Although this is not program specific, I thought that this blended nicely with the principles of program and how they apply to our relationships with others, and the traditions.
TEN RULES FOR A SUCCESSFUL MARRIAGE
By Rabbi Zelig Pliskin
(based on principles in this book and the author’s counseling experience)
1) Keep your main goal on “giving” rather than “taking.” When your goal is to give your partner pleasure, you will always find opportunities to meet your goal. As a byproduct you too will gain since people tend to reciprocate positive behavior.
2) Be careful to remain silent when your spouse insults you. By ignoring slights and insults you will prevent many needless quarrels. The momentary unpleasantness will quickly pass.
3) Give up unrealistic expectations. People come into marriage with many expectations which are not consciously expressed. By giving up on unrealistic expectations you will prevent frustration and anger. Don’t expect your spouse to be perfect and don’t make comparisons.
4) Avoid labeling those things which are not to your liking as awful. Try to find a positive perspective to things.
5) Think of plans on how to motivate your spouse to want to do what you want him or her to do. If your first strategy is not effective, keep trying different strategies. Remember that tactful praise is a powerful motivator.
6) Realize that the meaning of your communication is the response you actually get. Clarify your goals. If your method of communication is not achieving your goal, change your approach.

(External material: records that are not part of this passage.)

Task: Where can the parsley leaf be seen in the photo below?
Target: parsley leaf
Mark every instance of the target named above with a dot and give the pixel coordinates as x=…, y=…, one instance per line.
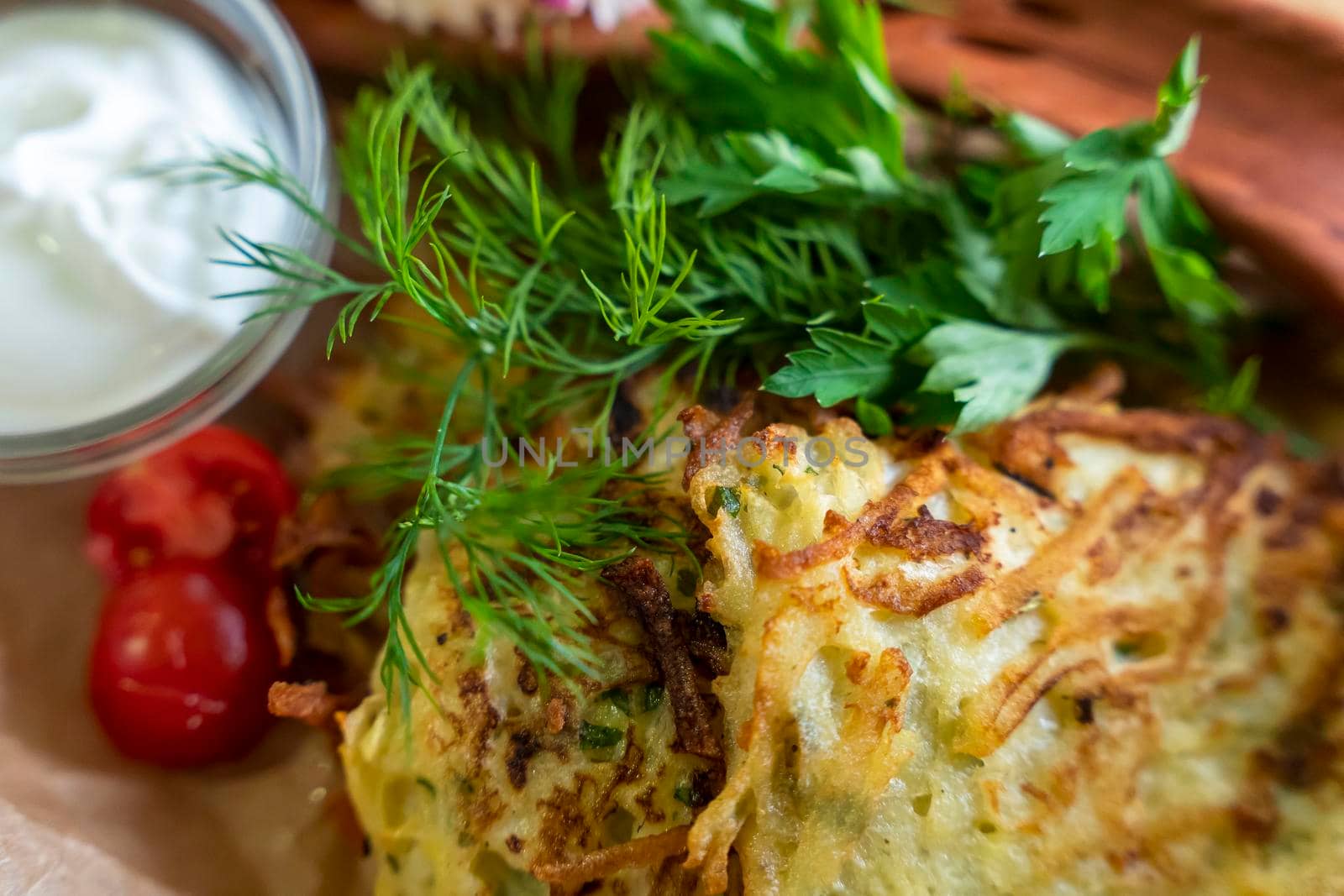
x=1086, y=208
x=990, y=369
x=842, y=365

By keeping an eye on the main goal, which is to have a happy marriage, you will not become side-tracked.
7) Be willing to compromise. Be willing to do something you would rather not do in return for similar behavior from your spouse.
8) Don’t blame or condemn your spouse for mistakes. Plan on the best method to prevent the mistakes from reoccurring without arousing resentment or hurting your spouse’s feelings.
9) Live in the present. Whatever went wrong in the past is over. Focus on improving the situation in the present.
10) Keep asking yourself: “What can I do to have a happy atmosphere in the house?”